There were so many scraped shins, bloody socks, and bruised legs from kids not making the jumps and continuing on.  One poor kid was a freshman/sophomore pudgier lineman type build.  He hit the first box, slipped on the second, and basically jumped into the third box.  It was a rough day for him.

I am all for plyometrics.  I think there is definitely a method behind the madness, but if done without proper guidance it could lead to joint pains and other issues that would cause the athlete more harm than good.

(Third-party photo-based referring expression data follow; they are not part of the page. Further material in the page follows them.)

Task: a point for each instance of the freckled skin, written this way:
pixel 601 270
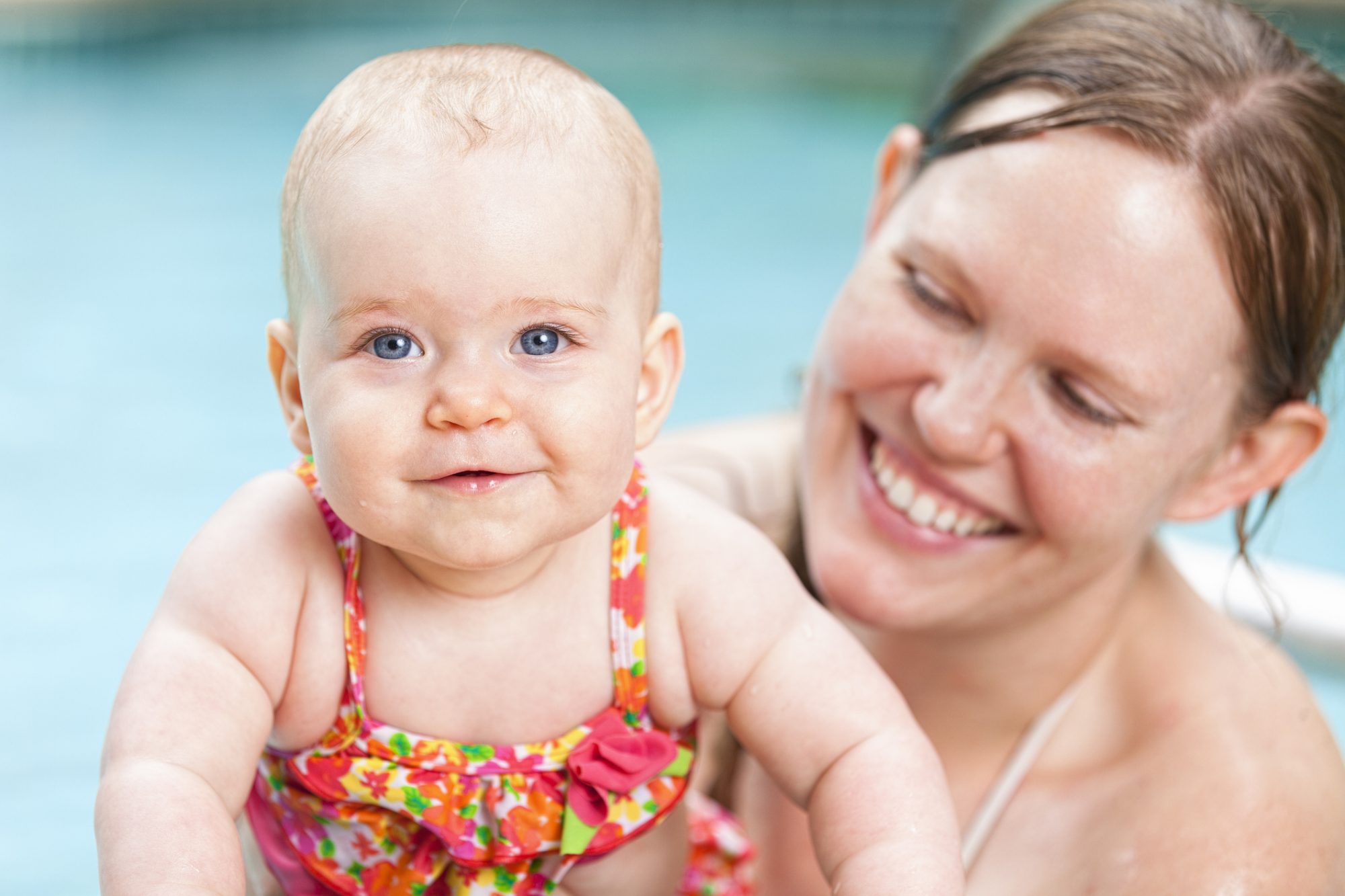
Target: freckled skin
pixel 1192 760
pixel 1124 280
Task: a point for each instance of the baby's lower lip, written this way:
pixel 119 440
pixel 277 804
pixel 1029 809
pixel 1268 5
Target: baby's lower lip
pixel 475 482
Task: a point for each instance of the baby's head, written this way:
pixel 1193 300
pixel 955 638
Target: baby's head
pixel 446 104
pixel 471 251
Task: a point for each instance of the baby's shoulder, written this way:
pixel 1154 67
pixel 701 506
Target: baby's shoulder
pixel 255 556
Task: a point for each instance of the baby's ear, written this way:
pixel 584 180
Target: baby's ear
pixel 283 357
pixel 660 374
pixel 1258 459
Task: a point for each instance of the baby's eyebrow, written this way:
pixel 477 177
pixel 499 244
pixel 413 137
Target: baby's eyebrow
pixel 364 307
pixel 541 304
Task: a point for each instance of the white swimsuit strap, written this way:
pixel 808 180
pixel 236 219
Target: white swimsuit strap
pixel 1011 776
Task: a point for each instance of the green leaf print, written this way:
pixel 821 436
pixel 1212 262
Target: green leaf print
pixel 478 752
pixel 415 802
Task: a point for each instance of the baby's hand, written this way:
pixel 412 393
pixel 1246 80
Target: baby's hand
pixel 809 702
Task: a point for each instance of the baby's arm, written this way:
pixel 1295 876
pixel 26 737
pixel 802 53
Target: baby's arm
pixel 197 701
pixel 810 704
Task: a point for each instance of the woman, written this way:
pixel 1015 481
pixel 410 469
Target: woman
pixel 1098 295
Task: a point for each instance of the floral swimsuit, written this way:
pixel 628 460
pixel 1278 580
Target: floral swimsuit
pixel 376 810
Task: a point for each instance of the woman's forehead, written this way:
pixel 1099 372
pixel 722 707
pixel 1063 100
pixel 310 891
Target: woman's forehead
pixel 1086 244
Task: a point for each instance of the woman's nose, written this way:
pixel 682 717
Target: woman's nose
pixel 960 415
pixel 469 396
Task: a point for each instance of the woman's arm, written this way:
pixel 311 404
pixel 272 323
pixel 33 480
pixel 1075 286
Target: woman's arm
pixel 748 464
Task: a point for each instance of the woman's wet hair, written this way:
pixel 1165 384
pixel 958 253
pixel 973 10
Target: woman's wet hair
pixel 1215 88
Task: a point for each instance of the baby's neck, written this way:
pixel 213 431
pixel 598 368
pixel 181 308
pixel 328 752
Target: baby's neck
pixel 533 572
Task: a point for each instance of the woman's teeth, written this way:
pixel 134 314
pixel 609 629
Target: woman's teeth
pixel 927 510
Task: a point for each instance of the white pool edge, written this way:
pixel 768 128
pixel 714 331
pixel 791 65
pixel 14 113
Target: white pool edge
pixel 1311 602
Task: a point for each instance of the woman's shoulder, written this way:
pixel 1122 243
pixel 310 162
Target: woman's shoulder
pixel 1234 756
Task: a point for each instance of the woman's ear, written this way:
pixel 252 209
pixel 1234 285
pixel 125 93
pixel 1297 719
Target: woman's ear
pixel 660 374
pixel 899 161
pixel 1258 459
pixel 283 357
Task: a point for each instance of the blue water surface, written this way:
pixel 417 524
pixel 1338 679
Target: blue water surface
pixel 139 263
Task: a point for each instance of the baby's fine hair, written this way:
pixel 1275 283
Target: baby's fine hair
pixel 463 97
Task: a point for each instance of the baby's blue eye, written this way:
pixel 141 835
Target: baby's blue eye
pixel 540 341
pixel 395 346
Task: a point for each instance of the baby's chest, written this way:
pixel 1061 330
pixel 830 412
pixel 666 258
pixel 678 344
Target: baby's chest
pixel 496 682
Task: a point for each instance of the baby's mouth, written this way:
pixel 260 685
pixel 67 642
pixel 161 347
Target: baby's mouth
pixel 923 503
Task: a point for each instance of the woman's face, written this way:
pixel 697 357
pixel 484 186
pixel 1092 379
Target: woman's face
pixel 1034 358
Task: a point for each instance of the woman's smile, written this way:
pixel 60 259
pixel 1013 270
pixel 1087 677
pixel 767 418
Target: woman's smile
pixel 917 507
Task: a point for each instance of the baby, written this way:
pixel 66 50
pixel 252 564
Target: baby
pixel 473 357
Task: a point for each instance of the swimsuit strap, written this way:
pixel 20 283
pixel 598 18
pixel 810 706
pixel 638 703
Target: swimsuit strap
pixel 1020 762
pixel 348 549
pixel 629 555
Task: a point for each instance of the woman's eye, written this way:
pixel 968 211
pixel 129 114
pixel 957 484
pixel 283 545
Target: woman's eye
pixel 540 341
pixel 930 299
pixel 395 346
pixel 1078 404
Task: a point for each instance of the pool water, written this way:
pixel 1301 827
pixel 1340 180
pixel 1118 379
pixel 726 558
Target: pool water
pixel 139 263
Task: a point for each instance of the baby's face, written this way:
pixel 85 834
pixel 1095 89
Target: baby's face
pixel 469 353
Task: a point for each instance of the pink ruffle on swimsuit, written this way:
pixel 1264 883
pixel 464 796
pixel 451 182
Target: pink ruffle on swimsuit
pixel 376 810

Here are some basic tips for plyometrics:

  • Plyometrics can be done with kids of all ages, you just have to adjust to the level of maturity.
  • Make sure when the kids land, they land soft with flexion in the knees, ankles, and hips. They shouldn’t land flat footed and loud.
  • If the athlete can’t standing broad jump his/her height, then the volume of your plyometrics should be reduced so they can handle the load properly.
  • A beginner athlete should have fewer amount of foot contacts then an advanced athlete per session. For example, a beginner might be able to handle 60-100 foot contacts, an intermediate 100-150 foot contacts, and an advanced 150-200 foot contacts.  A foot contact is every time your feet touch the ground and then you jump.  If it takes you 10 bounds to cover 30 meters, then that was 10 foot contacts.
  • Use common sense for the level of each plyometric drill. Skipping is far less intense than bounds.  Hopping over 10 meters is less intense than setting up 30 inch hurdles over 10 meters and hopping over those.  Younger athletes and not as skilled athletes need to use lesser intensity plyos than older more advanced athletes.
  • Sometimes this is tough to adjust because the kids want to keep jumping higher and higher, but when doing box jumps try to only jump to a height when the kid lands there is moderate flexion in the hips and knees. You try to avoid where they end up making the jump because they have great hip flexor flexibility and land looking like a frog.
  • If jumping on the box is too tough, do the reverse and have them stand on the box (maybe at a height of their standing vertical jump) and land trying to stick the landing. This will help improve their deceleration and reduce the chance of injuries happening.

I could put a million other bits of advice on here for plyos, but I think the biggest thing is work on the athlete’s overall strength and especially in the legs and core.  Get that better and then you can work on the fun plyo stuff.